“The worst is missing them, you know? And knowing they won’t be back again. Just knowing that. Sometimes you forget and it’s as though they’re on vacation or something and you think, gee, I wish they’d call. You miss them. You forget they’re really gone. You forget the past six months even happened. Isn’t that weird? Isn’t that crazy? Then you catch yourself… and it’s real again.”
~ from The Girl Next Door by Jack Ketchum
I’m sad to say I never really knew Jack Ketchum except in the sense that I was an avid reader of his work. In the days since his recent passing, I’ve heard a lot of my fellow horror writers who did know him share fond memories using his real name, Dallas Mayr, but I don’t feel I’ve earned the right to talk about him like that. For better or worse, he’ll always be Jack Ketchum to me.
When I was a freshman in high school, I read my first Ketchum book. It came in the mail, a random selection from the Leisure Horror Book Club, of which I was a member. The book’s title? The Girl Next Door. I had no idea what I was in for.
Inspired by the true-life murder of 16-year-old Sylvia Likens, The Girl Next Door is a heartbreaking, stomach-churning, limit-testing story of pitiless monstrosity hiding not beyond any veil of the supernatural, but in the hearts and minds of everyday people who are all too willing to act on their darkest impulses when given permission. Far from an exploitation of the Likens case, Ketchum’s fictional remix is more an exploration of the tragedy’s most damning philosophical and psychological implications. As Alan Moore once famously wrote, great artists uses lies to tell the truth.
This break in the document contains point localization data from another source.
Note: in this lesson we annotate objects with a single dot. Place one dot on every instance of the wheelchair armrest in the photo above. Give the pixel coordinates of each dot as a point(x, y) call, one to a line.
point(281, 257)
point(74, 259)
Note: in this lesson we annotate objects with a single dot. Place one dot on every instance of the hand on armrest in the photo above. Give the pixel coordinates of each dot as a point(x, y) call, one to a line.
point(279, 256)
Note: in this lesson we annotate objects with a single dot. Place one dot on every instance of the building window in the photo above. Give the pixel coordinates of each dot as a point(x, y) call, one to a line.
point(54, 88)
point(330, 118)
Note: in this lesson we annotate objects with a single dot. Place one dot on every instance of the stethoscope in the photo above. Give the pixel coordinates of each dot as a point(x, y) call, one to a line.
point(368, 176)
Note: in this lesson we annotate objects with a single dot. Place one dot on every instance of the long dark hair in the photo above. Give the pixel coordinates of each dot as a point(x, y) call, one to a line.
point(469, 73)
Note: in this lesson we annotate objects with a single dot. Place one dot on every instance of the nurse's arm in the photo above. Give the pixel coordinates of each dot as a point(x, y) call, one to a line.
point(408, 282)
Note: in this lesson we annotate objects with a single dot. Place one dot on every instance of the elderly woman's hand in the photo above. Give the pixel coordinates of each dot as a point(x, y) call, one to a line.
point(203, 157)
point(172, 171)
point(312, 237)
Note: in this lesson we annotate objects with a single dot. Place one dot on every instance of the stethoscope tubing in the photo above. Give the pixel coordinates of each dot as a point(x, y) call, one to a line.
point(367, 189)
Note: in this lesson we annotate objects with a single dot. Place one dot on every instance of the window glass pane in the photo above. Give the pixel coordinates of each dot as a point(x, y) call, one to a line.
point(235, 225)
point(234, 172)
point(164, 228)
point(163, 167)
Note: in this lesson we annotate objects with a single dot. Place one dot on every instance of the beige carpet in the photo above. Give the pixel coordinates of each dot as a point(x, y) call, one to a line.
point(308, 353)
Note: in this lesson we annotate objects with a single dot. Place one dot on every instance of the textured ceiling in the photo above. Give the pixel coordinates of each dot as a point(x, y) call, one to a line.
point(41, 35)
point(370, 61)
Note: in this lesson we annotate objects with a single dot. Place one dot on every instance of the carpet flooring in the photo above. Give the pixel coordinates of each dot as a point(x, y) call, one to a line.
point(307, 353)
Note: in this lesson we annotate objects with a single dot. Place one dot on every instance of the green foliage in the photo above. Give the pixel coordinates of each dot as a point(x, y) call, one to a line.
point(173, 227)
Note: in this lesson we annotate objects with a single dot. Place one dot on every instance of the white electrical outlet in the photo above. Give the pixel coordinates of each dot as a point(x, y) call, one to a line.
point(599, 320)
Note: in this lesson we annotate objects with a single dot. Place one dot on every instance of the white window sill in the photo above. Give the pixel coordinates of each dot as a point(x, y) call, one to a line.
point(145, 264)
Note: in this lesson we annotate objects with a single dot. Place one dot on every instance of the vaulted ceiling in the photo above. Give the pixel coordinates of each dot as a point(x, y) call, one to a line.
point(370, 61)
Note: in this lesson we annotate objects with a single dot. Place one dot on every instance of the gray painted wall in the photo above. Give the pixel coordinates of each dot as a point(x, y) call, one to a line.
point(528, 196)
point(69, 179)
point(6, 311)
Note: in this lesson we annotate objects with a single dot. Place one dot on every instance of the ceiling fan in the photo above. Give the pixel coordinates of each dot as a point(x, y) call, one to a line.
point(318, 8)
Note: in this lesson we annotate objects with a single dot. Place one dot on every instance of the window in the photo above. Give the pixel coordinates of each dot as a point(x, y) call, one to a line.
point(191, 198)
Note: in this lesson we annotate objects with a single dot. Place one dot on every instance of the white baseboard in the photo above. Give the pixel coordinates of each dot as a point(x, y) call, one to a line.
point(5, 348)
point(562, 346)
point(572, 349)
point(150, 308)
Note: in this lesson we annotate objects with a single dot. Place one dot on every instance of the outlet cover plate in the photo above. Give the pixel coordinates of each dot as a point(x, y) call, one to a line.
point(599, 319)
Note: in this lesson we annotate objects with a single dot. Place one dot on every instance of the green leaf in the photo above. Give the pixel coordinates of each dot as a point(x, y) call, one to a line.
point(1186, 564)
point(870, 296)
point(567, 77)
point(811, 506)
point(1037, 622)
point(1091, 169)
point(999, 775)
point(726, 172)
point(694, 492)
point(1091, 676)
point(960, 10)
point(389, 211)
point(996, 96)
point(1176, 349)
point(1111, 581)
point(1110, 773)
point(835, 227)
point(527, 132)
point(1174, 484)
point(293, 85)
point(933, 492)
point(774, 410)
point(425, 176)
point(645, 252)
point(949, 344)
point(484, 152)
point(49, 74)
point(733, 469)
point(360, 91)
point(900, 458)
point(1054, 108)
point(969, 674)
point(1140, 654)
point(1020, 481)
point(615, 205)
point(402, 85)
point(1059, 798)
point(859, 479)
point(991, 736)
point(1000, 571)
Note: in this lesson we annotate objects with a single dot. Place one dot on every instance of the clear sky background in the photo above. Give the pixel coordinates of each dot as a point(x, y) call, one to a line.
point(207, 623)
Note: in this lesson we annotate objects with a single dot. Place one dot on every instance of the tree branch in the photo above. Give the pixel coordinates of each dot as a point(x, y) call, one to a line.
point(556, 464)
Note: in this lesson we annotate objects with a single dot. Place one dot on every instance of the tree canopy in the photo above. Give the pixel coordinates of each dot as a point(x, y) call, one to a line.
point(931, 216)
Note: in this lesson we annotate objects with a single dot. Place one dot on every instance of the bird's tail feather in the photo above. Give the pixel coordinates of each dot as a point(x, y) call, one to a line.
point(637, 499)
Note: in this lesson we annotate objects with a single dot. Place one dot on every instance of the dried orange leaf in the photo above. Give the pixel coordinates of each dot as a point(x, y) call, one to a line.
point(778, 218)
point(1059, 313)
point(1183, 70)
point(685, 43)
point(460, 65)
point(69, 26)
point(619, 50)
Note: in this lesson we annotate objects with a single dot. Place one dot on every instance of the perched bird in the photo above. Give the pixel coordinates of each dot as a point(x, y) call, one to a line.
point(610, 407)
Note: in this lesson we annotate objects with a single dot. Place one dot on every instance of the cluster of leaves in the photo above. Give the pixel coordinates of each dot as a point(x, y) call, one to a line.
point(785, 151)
Sure enough, Ketchum was indeed a great artist.
To date, I still consider The Girl Next Door to be one of the best horror novels I’ve ever read. I’m not going to lie, the first time I got through it I cried. See, one of the things that made Ketchum so special as a writer was not just the way he directed your eyes towards the harshest real-world atrocities imaginable, all while daring you not to blink, but the way he was able to do so without sacrificing genuine emotion to one-dimensional shock or sadism. The point of Ketchum’s horror was not merely to dwell on human cruelty, but to cut through to the sorrow beneath it. For Ketchum, no character was merely a disposable victim; they were all living, breathing, suffering people. Violence was not something to revel in; it was something to fear and loathe, an expression of one broken soul’s own trauma, which only served to spread that trauma to others.
Jack Ketchum broke my heart with The Girl Next Door, and he did it again later with his novels The Lost, Red, and The Woman, and with his Bram Stoker Award-winning short story “The Box.” Again and again and again, Ketchum challenged me to face true horror and, in doing so, tasked me with not just being a better reader and writer, but being a better person. Ketchum didn’t just want his too-real terrors to scare us, he wanted them to hurt and anger us; he was encouraging us to do better, to not tolerate injustice, to always have empathy for those who have fallen victim to it.
That’s what the name Jack Ketchum means to me: A brilliant storyteller who didn’t just write entertaining stories, but powerful ones. His fiction was, as I interpret it, specifically designed to make the world a better place even if, to do that, he had to shine a light on just how awful it can so often be.
With all that he gave to me and to millions of readers the world over, it’s a great regret of mine that I never had a chance to to meet Jack Ketchum, to say “thank you” to him, and to maybe get to know Dallas Mayr a little, too.